Fed officials said they plan to raise their benchmark rate by a quarter of a percentage point this week, from 2% to 2.25%, the eighth increase since the end of 2015. .
For some Americans, who have been experiencing the strongest job market for nearly two decades, the Fed's rate hikes have been too gradual to get noticed.
"I can not tell you what the percentage rate is on my credit card," said Dean Gyorgy, 52, who owns an Internet marketing agency with two employees in Wayne, Maine. He said his debt had increased because he had invested in his business, but he added that the revenues were also rising and he was confident about the future. "We simply pay what we can every month and do not look at it too closely."

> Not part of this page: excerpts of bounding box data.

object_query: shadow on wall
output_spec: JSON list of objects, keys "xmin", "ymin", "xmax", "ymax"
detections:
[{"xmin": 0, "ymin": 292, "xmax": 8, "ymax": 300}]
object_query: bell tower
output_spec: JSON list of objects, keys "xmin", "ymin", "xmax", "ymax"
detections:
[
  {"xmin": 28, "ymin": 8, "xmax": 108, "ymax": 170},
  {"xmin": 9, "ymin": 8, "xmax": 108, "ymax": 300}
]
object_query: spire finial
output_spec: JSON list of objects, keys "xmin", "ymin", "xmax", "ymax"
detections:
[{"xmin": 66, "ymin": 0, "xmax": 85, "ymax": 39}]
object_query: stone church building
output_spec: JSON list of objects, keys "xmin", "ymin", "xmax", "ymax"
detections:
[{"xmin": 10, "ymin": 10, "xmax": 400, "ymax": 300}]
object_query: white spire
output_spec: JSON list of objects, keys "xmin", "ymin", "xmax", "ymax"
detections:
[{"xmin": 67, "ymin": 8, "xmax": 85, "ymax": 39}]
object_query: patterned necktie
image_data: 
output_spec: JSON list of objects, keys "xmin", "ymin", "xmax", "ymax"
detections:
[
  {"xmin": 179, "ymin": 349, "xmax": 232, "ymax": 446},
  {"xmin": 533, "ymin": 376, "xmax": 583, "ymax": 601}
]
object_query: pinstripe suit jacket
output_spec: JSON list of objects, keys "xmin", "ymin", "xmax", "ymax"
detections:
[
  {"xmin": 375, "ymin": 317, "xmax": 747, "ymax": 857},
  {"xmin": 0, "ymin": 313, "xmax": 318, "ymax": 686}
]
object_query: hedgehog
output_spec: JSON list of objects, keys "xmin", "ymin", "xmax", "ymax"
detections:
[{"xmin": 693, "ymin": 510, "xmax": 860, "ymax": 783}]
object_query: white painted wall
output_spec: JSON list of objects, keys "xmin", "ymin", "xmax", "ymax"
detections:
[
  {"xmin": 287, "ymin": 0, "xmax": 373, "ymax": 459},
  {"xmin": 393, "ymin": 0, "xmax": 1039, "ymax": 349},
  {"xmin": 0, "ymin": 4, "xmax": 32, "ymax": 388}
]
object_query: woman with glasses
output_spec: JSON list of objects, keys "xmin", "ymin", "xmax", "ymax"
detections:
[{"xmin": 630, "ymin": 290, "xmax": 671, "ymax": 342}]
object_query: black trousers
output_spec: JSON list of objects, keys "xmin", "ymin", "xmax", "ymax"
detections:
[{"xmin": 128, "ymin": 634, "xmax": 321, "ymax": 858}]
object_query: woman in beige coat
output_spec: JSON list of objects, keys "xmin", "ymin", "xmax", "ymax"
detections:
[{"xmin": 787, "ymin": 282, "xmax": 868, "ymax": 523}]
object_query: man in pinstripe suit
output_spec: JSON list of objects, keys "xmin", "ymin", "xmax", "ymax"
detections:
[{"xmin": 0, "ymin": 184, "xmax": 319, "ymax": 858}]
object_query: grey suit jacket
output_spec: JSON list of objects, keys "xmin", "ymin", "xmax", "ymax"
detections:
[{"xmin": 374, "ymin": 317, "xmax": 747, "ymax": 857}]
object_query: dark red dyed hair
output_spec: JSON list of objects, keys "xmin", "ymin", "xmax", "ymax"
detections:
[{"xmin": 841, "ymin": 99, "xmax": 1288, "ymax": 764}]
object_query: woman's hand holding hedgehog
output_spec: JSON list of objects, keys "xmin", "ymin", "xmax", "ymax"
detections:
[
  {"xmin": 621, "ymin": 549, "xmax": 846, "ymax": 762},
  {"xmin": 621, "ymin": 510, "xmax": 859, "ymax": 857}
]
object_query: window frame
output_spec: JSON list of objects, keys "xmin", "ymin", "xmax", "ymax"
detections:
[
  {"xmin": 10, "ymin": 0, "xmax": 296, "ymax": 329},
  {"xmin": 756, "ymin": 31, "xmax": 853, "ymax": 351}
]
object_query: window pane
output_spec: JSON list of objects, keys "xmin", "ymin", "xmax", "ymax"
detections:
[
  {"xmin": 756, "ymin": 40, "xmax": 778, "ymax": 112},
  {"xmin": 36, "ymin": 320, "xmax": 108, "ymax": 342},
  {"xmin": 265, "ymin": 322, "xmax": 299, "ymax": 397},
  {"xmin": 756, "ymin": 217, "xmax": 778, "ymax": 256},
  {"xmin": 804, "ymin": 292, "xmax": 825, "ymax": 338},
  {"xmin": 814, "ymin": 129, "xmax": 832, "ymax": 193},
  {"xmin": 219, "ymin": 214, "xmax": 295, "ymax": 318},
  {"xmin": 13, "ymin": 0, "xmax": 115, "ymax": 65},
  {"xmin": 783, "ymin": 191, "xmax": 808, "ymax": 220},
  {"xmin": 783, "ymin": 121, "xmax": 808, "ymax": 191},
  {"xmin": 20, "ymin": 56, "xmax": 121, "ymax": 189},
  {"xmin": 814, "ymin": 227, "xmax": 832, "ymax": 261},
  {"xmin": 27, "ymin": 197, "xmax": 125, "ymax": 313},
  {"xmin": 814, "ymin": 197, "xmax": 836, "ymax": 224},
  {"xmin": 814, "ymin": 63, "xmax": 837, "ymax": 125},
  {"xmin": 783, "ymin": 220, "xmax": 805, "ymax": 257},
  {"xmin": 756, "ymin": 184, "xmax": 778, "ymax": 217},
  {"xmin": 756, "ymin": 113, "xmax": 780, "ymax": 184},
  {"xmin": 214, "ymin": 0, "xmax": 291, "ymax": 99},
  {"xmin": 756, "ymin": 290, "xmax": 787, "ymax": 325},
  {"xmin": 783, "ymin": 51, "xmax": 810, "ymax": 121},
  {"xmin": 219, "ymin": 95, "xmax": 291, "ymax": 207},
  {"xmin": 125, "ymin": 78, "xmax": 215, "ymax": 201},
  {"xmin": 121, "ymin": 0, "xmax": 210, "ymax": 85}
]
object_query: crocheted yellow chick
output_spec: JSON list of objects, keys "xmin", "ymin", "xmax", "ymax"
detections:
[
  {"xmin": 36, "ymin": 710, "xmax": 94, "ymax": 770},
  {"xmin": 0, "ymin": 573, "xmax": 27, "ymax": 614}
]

The modest overall rate hike masks a growing divergence between the best and worst rates available for many products. For consumers, this makes purchases even more important.
"As rates go up, [companies] react differently based on their strategic plans, cost structures, and their perception of market competitiveness, "said Tendayi Kapfidze, chief economist at LendingTree.
The gap between the highest and lowest mortgage rates available in the market has widened by about one-third this year, to 0.62 percentage points, according to LendingTree. For a loan of $ 300,000, this represents a lifetime difference of $ 28,890.
An even bigger gap appeared in the rates that savers earn on their bank deposits.
Many large banks have barely increased payments to depositors since the Fed began raising rates in 2015. The standard savings accounts at
Bank of America
,
For example, you can earn a return of 0.03% per annum and a monthly fee of $ 8 for deposits under $ 500.
But more online banks are offering better returns when they are looking to develop lending activities. According to LendingTree, the savings accounts of these banks pay on average 1.35% per year, almost six times the average of the physical banks.
"For savvy savers who are willing to shop, the rate hike is good because you make more money and the arms race continues," said Greg McBride, Chief Financial Analyst at Bankrate.com.